O vento seria meu brinquedo preferido. Eu o usaria para desacomodar coisas, incomodar homens e deixar o céu tingido de brancos e cinzas. Eu ensinaria aos homens que um vento fraco acende chamas; um forte, as apaga. Eu ensinaria que uma brisa é um afago; um furacão, violência. Mas ambos são ventos. E os homens perceberiam que assim é também com os sentimentos.
Eu usaria o vento para lembrá-los, todos os dias, do resultado dos seus sopros de vida.
Se eu fosse um deus, cada ser humano teria sua cota de dor e toda dor teria o poder de transformar. As pequenas, para pequenas lições; as grandes, para refletir, repensar, recriar. E as pessoas não sentiriam as dores do mesmo jeito. Eu criaria pessoas mais doidas e menos doídas. Assim ninguém saberia ao certo o tamanho da dor alheia, e teriam que aprender sobre compadecimento e empatia, não na sua medida, mas na do outro.
A vida seria uma eterna escola, mas também o recreio, assim tudo junto. Cada um que se divertisse e aprendesse do seu jeito. Mas nada disso seria bom sozinho, brincar e aprender só valeriam a pena em bando.
Sendo eu um deus, o amor seria muito fácil de perceber.

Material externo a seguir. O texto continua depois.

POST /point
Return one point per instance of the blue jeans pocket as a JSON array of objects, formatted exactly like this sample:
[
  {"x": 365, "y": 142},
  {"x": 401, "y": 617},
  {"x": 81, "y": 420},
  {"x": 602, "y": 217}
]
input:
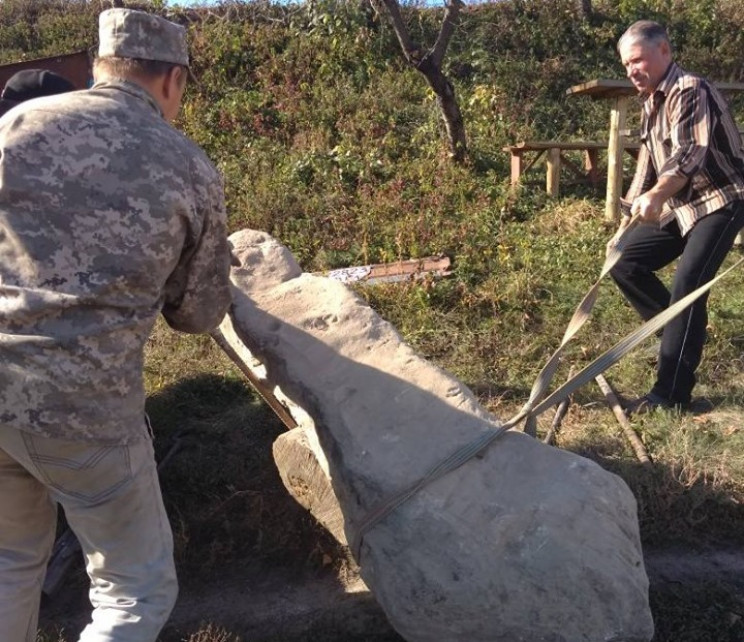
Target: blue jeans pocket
[{"x": 89, "y": 473}]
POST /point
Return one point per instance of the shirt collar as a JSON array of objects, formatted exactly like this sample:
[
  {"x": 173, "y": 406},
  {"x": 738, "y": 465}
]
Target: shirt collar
[
  {"x": 132, "y": 88},
  {"x": 667, "y": 81}
]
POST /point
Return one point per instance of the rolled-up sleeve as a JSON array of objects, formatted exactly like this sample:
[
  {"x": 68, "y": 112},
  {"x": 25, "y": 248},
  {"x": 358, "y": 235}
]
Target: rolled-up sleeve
[{"x": 689, "y": 131}]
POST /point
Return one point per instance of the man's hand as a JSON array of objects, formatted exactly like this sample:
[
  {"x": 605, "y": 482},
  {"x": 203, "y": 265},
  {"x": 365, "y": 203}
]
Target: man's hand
[{"x": 648, "y": 206}]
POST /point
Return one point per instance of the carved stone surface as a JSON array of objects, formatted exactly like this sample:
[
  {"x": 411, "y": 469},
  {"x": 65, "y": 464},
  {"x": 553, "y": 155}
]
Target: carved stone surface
[{"x": 525, "y": 542}]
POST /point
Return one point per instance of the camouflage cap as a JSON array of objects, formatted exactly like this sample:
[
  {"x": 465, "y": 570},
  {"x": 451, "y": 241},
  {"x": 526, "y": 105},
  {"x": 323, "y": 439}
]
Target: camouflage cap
[{"x": 126, "y": 33}]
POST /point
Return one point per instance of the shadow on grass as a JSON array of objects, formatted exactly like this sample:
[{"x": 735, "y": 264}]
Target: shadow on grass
[
  {"x": 229, "y": 512},
  {"x": 684, "y": 524}
]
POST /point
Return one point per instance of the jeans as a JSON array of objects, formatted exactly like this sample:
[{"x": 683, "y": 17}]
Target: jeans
[
  {"x": 112, "y": 502},
  {"x": 701, "y": 252}
]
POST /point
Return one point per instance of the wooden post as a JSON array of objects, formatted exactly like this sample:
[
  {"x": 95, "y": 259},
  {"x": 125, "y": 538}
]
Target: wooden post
[
  {"x": 615, "y": 159},
  {"x": 554, "y": 171},
  {"x": 517, "y": 164},
  {"x": 591, "y": 166}
]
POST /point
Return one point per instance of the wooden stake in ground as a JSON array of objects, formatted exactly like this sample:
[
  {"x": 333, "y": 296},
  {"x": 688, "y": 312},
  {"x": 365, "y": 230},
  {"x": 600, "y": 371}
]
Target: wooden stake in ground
[{"x": 612, "y": 401}]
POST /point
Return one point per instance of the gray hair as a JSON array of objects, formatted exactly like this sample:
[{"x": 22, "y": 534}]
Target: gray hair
[
  {"x": 137, "y": 67},
  {"x": 645, "y": 31}
]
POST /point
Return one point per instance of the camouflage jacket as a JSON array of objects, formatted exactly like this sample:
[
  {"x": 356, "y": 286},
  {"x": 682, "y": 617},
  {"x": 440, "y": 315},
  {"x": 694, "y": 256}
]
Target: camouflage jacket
[{"x": 108, "y": 216}]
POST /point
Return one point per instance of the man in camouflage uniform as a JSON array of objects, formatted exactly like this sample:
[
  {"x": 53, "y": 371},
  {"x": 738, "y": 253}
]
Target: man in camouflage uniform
[{"x": 108, "y": 216}]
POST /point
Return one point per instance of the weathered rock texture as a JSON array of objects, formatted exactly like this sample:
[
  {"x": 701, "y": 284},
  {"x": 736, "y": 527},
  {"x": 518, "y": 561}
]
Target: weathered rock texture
[{"x": 526, "y": 542}]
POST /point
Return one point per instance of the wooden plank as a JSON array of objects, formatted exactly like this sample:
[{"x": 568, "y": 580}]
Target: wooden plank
[
  {"x": 516, "y": 167},
  {"x": 536, "y": 145},
  {"x": 409, "y": 269}
]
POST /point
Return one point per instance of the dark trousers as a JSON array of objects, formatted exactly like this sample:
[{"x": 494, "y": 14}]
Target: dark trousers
[{"x": 701, "y": 252}]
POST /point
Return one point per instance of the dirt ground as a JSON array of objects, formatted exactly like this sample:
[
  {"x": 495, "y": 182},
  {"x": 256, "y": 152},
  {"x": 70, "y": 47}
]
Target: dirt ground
[
  {"x": 263, "y": 571},
  {"x": 697, "y": 596}
]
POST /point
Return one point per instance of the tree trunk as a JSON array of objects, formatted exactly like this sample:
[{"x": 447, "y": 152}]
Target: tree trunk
[
  {"x": 430, "y": 65},
  {"x": 449, "y": 107}
]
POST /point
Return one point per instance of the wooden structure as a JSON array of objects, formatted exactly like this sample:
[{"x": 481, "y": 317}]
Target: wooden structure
[
  {"x": 618, "y": 92},
  {"x": 556, "y": 155},
  {"x": 76, "y": 67}
]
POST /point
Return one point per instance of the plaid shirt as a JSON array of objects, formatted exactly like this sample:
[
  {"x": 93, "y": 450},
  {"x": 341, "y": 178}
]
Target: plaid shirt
[{"x": 688, "y": 131}]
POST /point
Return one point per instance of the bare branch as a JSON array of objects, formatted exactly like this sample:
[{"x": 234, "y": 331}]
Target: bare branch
[
  {"x": 399, "y": 26},
  {"x": 449, "y": 23}
]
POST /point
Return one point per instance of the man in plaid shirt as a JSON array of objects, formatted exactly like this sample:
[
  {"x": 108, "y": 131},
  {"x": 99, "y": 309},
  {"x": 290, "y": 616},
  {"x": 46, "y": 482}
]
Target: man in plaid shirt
[{"x": 688, "y": 190}]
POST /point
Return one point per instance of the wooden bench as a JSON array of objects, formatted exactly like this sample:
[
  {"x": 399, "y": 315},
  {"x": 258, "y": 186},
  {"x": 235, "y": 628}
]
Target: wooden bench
[{"x": 555, "y": 152}]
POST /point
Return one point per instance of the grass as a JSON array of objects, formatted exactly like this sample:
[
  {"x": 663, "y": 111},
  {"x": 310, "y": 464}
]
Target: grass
[
  {"x": 228, "y": 507},
  {"x": 326, "y": 141}
]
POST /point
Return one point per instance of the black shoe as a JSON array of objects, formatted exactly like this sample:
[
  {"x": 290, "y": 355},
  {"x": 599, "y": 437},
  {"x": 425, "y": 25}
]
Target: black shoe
[{"x": 651, "y": 402}]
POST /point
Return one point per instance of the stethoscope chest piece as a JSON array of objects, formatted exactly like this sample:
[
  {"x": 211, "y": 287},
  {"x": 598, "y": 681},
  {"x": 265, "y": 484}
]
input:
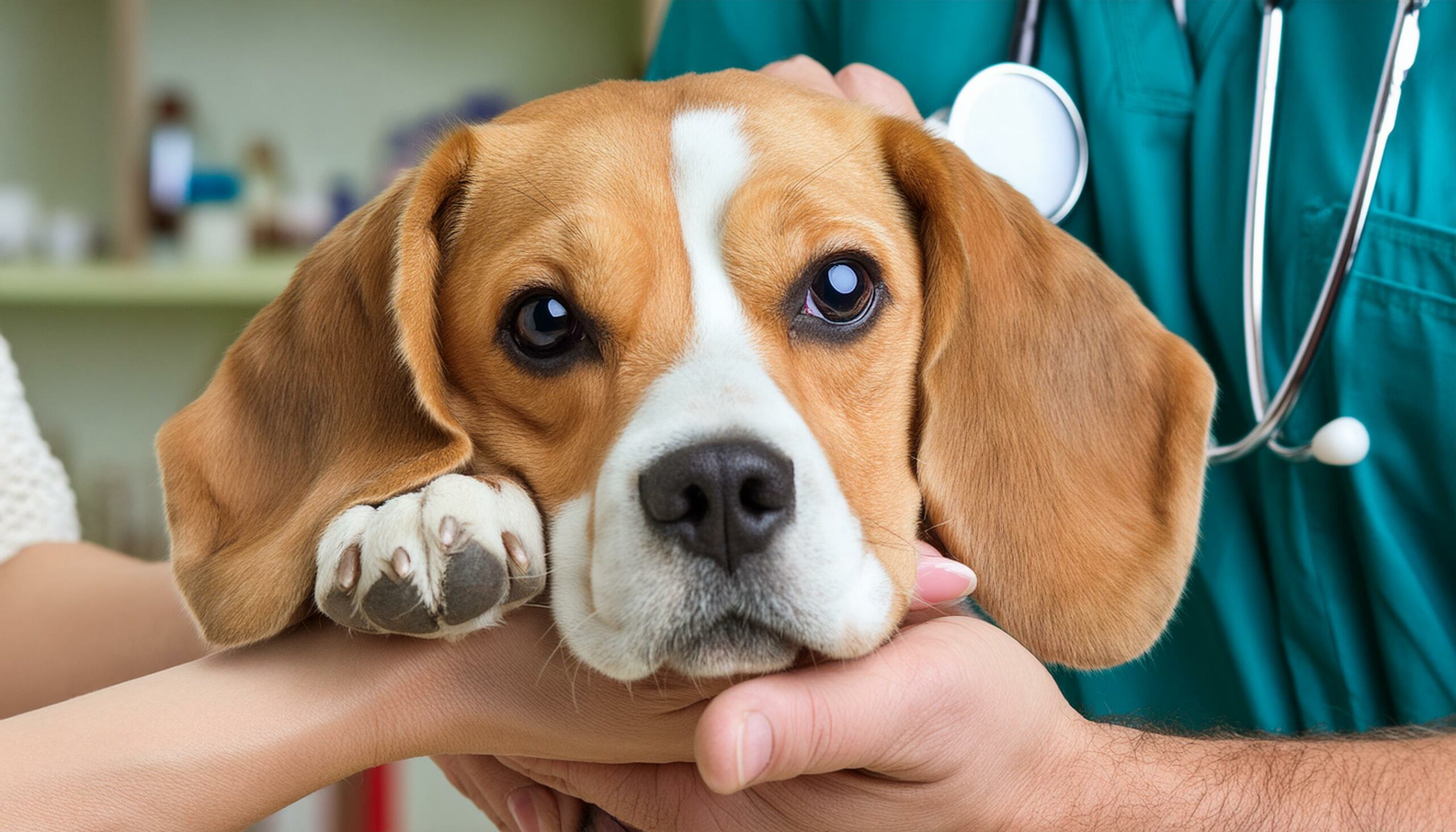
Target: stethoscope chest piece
[{"x": 1017, "y": 121}]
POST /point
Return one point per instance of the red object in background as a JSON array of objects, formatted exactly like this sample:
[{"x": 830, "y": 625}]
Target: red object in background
[
  {"x": 379, "y": 800},
  {"x": 366, "y": 802}
]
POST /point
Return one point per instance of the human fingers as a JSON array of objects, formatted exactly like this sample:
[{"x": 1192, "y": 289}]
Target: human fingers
[
  {"x": 638, "y": 796},
  {"x": 880, "y": 713},
  {"x": 878, "y": 89},
  {"x": 940, "y": 579},
  {"x": 511, "y": 800},
  {"x": 805, "y": 72}
]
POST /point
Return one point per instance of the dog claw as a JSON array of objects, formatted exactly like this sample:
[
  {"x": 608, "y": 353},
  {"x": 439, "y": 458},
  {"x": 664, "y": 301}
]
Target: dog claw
[
  {"x": 401, "y": 563},
  {"x": 349, "y": 573},
  {"x": 516, "y": 551}
]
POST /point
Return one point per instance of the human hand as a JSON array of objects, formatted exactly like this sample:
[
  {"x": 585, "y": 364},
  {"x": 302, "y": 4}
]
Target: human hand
[
  {"x": 954, "y": 770},
  {"x": 855, "y": 82}
]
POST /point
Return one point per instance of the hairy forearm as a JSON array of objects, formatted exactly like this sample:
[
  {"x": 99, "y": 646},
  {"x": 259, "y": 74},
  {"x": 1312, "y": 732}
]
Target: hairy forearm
[
  {"x": 214, "y": 743},
  {"x": 1394, "y": 780},
  {"x": 77, "y": 618}
]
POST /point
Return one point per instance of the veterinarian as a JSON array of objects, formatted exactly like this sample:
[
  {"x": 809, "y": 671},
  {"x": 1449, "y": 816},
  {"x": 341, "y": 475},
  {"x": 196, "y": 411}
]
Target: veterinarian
[{"x": 1322, "y": 599}]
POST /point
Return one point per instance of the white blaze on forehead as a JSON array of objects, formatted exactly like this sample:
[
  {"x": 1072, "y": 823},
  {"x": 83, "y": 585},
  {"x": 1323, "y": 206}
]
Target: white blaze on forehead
[
  {"x": 619, "y": 589},
  {"x": 711, "y": 159}
]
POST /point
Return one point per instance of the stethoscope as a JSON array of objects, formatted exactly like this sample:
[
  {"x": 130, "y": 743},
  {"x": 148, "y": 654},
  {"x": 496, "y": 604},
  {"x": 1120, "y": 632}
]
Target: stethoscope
[{"x": 1023, "y": 126}]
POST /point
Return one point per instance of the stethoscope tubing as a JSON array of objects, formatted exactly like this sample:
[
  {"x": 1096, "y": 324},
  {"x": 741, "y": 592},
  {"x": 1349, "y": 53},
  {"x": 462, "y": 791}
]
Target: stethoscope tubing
[{"x": 1270, "y": 414}]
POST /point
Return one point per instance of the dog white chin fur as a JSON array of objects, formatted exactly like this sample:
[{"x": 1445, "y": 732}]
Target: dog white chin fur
[{"x": 625, "y": 601}]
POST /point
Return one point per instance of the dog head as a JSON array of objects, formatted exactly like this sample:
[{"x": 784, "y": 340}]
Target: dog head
[{"x": 744, "y": 344}]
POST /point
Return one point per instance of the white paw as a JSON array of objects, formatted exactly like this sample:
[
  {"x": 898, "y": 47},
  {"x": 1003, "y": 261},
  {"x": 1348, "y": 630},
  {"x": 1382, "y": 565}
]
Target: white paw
[{"x": 446, "y": 560}]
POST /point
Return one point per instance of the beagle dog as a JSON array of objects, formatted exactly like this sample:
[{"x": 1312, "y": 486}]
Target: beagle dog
[{"x": 727, "y": 347}]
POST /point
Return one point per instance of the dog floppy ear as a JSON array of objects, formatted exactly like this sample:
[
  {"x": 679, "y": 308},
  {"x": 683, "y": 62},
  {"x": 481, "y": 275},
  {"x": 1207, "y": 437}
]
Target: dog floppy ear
[
  {"x": 334, "y": 395},
  {"x": 1062, "y": 429}
]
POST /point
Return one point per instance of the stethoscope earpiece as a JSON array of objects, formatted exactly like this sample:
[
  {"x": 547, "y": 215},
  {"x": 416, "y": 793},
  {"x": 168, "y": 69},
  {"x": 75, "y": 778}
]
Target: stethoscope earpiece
[{"x": 1342, "y": 442}]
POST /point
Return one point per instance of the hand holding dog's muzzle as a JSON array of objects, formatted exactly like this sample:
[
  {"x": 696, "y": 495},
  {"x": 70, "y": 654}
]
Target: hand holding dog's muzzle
[{"x": 510, "y": 789}]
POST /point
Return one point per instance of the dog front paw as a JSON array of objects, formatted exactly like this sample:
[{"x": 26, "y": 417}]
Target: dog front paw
[{"x": 446, "y": 560}]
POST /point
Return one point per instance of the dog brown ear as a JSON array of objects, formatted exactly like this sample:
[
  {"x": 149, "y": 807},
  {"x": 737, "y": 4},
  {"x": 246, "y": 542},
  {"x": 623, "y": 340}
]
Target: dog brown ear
[
  {"x": 334, "y": 395},
  {"x": 1062, "y": 429}
]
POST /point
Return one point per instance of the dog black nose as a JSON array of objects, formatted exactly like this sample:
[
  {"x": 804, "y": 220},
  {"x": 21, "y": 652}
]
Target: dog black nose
[{"x": 723, "y": 500}]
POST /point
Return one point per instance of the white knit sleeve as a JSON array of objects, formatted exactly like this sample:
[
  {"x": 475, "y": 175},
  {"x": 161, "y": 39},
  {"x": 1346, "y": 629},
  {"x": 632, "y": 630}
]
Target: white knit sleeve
[{"x": 35, "y": 500}]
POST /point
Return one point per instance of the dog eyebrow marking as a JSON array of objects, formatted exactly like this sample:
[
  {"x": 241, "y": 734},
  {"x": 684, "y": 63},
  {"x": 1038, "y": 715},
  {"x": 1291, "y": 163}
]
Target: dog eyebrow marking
[{"x": 711, "y": 159}]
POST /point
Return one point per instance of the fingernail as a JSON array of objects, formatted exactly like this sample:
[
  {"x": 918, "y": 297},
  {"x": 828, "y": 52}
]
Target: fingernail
[
  {"x": 755, "y": 748},
  {"x": 942, "y": 579},
  {"x": 522, "y": 805}
]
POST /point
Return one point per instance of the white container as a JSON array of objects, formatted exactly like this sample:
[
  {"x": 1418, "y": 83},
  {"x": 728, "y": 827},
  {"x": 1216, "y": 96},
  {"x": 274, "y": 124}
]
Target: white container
[{"x": 214, "y": 234}]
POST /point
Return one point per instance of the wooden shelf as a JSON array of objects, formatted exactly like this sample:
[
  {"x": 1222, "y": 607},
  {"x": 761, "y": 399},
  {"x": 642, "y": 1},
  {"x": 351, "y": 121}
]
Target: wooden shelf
[{"x": 253, "y": 283}]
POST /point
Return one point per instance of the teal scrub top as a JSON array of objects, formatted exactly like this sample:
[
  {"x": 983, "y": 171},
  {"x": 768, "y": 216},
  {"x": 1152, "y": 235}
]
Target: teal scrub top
[{"x": 1321, "y": 598}]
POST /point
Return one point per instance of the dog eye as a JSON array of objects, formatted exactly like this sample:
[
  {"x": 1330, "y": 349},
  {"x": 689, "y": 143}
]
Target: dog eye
[
  {"x": 545, "y": 327},
  {"x": 841, "y": 293}
]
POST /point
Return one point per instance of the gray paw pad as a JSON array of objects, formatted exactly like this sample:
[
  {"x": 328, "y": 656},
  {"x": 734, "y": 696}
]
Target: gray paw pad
[
  {"x": 340, "y": 607},
  {"x": 398, "y": 608},
  {"x": 475, "y": 582}
]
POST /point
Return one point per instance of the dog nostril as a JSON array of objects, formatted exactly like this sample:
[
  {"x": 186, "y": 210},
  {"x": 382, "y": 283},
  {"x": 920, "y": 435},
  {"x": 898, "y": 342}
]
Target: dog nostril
[
  {"x": 759, "y": 497},
  {"x": 698, "y": 504},
  {"x": 723, "y": 500}
]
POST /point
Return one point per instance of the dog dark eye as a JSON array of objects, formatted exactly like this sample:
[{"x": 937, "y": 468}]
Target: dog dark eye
[
  {"x": 545, "y": 327},
  {"x": 841, "y": 293}
]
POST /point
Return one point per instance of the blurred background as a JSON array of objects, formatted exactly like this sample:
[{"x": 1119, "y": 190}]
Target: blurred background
[{"x": 164, "y": 165}]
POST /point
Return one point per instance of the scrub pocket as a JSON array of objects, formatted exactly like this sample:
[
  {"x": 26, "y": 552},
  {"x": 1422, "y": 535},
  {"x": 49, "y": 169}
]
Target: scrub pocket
[{"x": 1381, "y": 537}]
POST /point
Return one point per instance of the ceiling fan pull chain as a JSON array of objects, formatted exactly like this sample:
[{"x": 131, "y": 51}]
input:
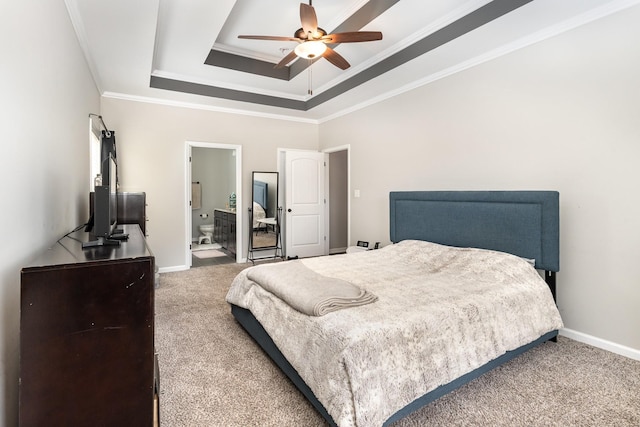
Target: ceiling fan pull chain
[{"x": 310, "y": 67}]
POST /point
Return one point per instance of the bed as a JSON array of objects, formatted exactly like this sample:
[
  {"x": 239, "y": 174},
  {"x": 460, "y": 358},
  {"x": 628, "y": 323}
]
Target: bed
[{"x": 373, "y": 364}]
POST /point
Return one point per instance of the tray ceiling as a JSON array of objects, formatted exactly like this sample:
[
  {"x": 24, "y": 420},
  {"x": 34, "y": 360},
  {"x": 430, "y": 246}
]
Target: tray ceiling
[{"x": 188, "y": 53}]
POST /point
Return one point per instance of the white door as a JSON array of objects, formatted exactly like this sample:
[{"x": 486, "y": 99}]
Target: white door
[{"x": 305, "y": 204}]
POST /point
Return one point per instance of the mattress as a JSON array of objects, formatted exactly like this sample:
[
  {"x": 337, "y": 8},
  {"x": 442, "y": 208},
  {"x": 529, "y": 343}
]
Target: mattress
[{"x": 441, "y": 313}]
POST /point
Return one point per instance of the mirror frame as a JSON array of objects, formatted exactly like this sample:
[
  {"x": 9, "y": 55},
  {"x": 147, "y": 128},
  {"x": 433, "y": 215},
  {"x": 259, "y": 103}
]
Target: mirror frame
[{"x": 272, "y": 208}]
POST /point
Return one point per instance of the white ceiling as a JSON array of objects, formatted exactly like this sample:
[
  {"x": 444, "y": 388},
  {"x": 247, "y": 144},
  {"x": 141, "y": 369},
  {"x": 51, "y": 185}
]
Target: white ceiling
[{"x": 155, "y": 50}]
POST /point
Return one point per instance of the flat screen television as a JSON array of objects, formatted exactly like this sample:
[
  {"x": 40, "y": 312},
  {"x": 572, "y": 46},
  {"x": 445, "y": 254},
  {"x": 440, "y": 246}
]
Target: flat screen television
[{"x": 105, "y": 208}]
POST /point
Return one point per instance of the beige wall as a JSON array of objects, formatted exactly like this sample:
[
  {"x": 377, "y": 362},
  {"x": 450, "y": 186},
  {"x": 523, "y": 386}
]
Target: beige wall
[
  {"x": 151, "y": 151},
  {"x": 46, "y": 96},
  {"x": 562, "y": 114}
]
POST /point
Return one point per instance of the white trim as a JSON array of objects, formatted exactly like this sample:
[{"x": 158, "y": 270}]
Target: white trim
[
  {"x": 194, "y": 106},
  {"x": 172, "y": 269},
  {"x": 620, "y": 349}
]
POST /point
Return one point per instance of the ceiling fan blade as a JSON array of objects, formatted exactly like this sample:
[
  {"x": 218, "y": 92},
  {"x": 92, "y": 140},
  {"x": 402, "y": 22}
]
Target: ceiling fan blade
[
  {"x": 336, "y": 59},
  {"x": 288, "y": 58},
  {"x": 275, "y": 38},
  {"x": 308, "y": 19},
  {"x": 353, "y": 37}
]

Num olhar, numa intenção, num sorriso, na entrega de uma flor. O amor teria mil formas de ser e de sentir. Ele não seria ofuscado por medos bobos como o de se entregar a uma prisão. O amor em essência impediria seu fingimento. Não haveria simulacros. Quem tentasse fingir amor logo seria percebido e acabaria isolado como pena por falsificação de artigo valioso.
Para ter tão refinados sentidos, os humanos seriam bichos complexos e poderiam se desentender em suas complexidades. Então eu os ensinaria a dizer palavras, com elas, eles descreveriam seus sentimentos, medos, desejos e intenções. As palavras resolveriam todos os mal entendidos. Também os ensinaria a contar coisas com números, para que não entrassem em conflitos por quantidades. As palavras contariam as coisas do sentimento; os números, as coisas da razão. E cada um teria sua poesia.
Eu daria a cada ser humano, pelo menos uma vez na vida, uma amostra grátis da morte. Não pra mostrar como eu seria um deus poderoso, ou para que ficassem me agradecendo e louvando, mas para que aproveitassem a vida e não se matassem antes do tempo. E o tempo seria ouro e o ouro, apenas matéria prima de enfeites.
Se eu fosse um deus, os animais seriam sábios, menos que os homens, mas com grandes valores para observar. Ensinariam fidelidade, humildade, coragem, estratégia, paciência, graça e amor incondicional. Também ensinariam a não ter mais que o necessário.
Enfim, se eu fosse um deus, nada seria diferente. Talvez apenas eu ampliasse, nos homens, a capacidade para ver mais claro o que está na sua frente.